By making key observations to untangle and model the many sources and strengths of Earth’s continuously changing magnetic field, the Swarm mission is set to advance many areas of Earth science.
Swarm’s highly accurate and frequent measurements will provide new insight into our planet’s formation, dynamics and environment stretching from Earth’s core to the Sun.
In short, no other single quantity can be used for such a variety of studies related to the planet.
One of the very few ways of probing Earth’s liquid core is to measure the magnetic field it creates and how it changes over time. Since variations in the field directly reflect the flow of fluid in the outermost core, new information from Swarm will further our understanding of the physics and dynamics of Earth’s stormy heart.
The continuous changes in the core field that result in motion of the magnetic poles and reversals are important for the study of Earth’s lithosphere, also known as the ‘crustal’ field, which has induced and remnant magnetised parts. The latter depend on the magnetic properties of the sub-surface rock and the history of Earth’s core field.
We can therefore learn more about the history of the magnetic field and geological activity by studying magnetism in Earth’s crust. As new oceanic crust is created through volcanic activity, iron-rich minerals in the upwelling magma are oriented to magnetic north at the time.
These magnetic stripes are evidence of pole reversals so analysing the magnetic imprints of the ocean floor allows past core field changes to be reconstructed and also helps to investigate tectonic plate motion.
Magnetic signals from the crust need to be determined from space in much higher resolution than currently available.

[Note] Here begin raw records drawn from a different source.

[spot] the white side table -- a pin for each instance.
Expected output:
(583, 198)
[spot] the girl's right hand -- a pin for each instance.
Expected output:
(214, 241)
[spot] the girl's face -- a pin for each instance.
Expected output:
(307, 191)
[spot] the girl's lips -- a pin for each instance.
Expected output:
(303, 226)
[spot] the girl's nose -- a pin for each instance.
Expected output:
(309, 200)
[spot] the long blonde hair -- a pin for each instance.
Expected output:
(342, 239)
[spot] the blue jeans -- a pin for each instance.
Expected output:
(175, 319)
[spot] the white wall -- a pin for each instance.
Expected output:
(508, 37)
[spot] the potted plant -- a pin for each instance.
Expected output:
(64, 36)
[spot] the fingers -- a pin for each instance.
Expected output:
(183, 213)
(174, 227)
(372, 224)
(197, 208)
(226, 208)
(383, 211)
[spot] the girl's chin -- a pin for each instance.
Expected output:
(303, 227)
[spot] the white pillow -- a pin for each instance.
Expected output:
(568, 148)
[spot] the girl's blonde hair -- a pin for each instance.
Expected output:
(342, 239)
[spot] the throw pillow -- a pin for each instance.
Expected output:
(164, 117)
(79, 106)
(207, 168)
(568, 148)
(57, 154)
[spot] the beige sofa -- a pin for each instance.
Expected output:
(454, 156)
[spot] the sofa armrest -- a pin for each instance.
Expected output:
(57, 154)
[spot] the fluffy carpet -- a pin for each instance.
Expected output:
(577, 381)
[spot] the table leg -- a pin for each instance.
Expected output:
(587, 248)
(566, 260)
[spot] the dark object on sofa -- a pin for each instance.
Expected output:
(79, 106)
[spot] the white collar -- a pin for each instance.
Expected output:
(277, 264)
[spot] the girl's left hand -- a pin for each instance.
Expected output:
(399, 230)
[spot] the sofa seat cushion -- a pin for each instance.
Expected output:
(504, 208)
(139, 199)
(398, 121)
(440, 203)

By complementing the spatial scales observed by Swarm with magnetic surveys from aircraft, gaps in our knowledge about Earth’s crust will be filled. The crust also holds clues about how the field may have affected climate in the past through the escape of atmospheric gases to space.
Other induced sources of magnetism can be found between the thin crust and the outer core and in the ocean. Variations of electrical conductivity in silicate in the mantle generate minute signals that can be detected in space when electrical currents in the magnetosphere vary with time. These variations can be related to mantle composition, such as temperature and water content.
The constellation of Swarm satellites will produce, for the first time, global 3D images of electrical conductivity in the mantle, yielding new insight into the properties of the mantle.
The ocean produces a relatively weak magnetic signature, which contains information on tides and circulation patterns.
Because it is difficult to isolate this signal from all the other sources contributing to the magnetic field, these observations from Swarm will be unique and will complement other types of satellite data.